Paragon Shipping Inc. Reports Third Quarter and
Nine Months Ended September 30, 2012 Results


ATHENS, Greece, November 7, 2012

Paragon Shipping Inc. (NYSE: PRGN) (“Paragon Shipping”, or the “Company”), a global shipping transportation company specializing in drybulk cargoes, announced today its results for the third quarter and nine months ended September 30, 2012.

Financial Highlights
(Expressed in United States Dollars where applicable)



(1) Please see the table at the back of this release for a reconciliation of TCE to Time Charter Revenue, EBITDA and Adjusted EBITDA to Net Income, Adjusted Net Income to Net Income and Adjusted Earnings Per Share to Earnings Per Share, the most directly comparable financial measures calculated and presented in accordance with generally accepted accounting principles in the United States (“U.S. GAAP”).
(2) Adjusted to give effect to the 1 to 10 reverse stock split that became effective on November 5, 2012.

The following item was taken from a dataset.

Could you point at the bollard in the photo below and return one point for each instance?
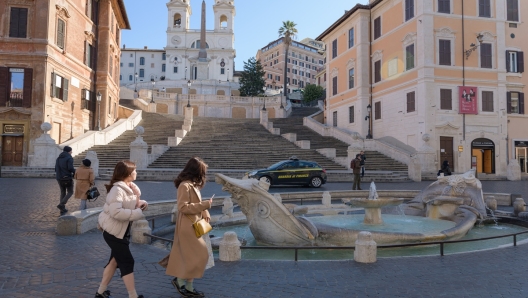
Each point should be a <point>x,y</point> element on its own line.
<point>230,248</point>
<point>366,248</point>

Time Charter Coverage Update
Pursuant to its time chartering strategy, the Company mainly employs vessels under fixed rate time charters for periods ranging from one to five years. Assuming all charter counterparties fully perform under the terms of the charters, based on the earliest redelivery dates and including our newbuilding vessels, the Company has secured employment for 79%, 55% and 7% of its fleet capacity for the remainder of 2012, 2013 and 2014, respectively.

Management Commentary
Commenting on the results, Michael Bodouroglou, Chairman and Chief Executive Officer of Paragon Shipping, stated, “For the third quarter of 2012, we reported Adjusted EBITDA of $6.4 million and Adjusted Net Loss of $0.1 million, or $0.02 per share. On average, we operated 12.0 vessels, with our utilization rate being more than 99%. Unfortunately, our results continue to be negatively impacted by the defaults of KLC and Deiulemar, along with the renewals of some of our legacy time charters at prevailing charter rates that are below breakeven levels, a situation that we expect to continue through 2014. However, in an effort to cushion ourselves from the full impact of this downturn, we have been proactive in fixing employment for our vessels and currently have 79% and 55% of our revenue days fixed for the remainder of 2012 and for 2013, respectively.”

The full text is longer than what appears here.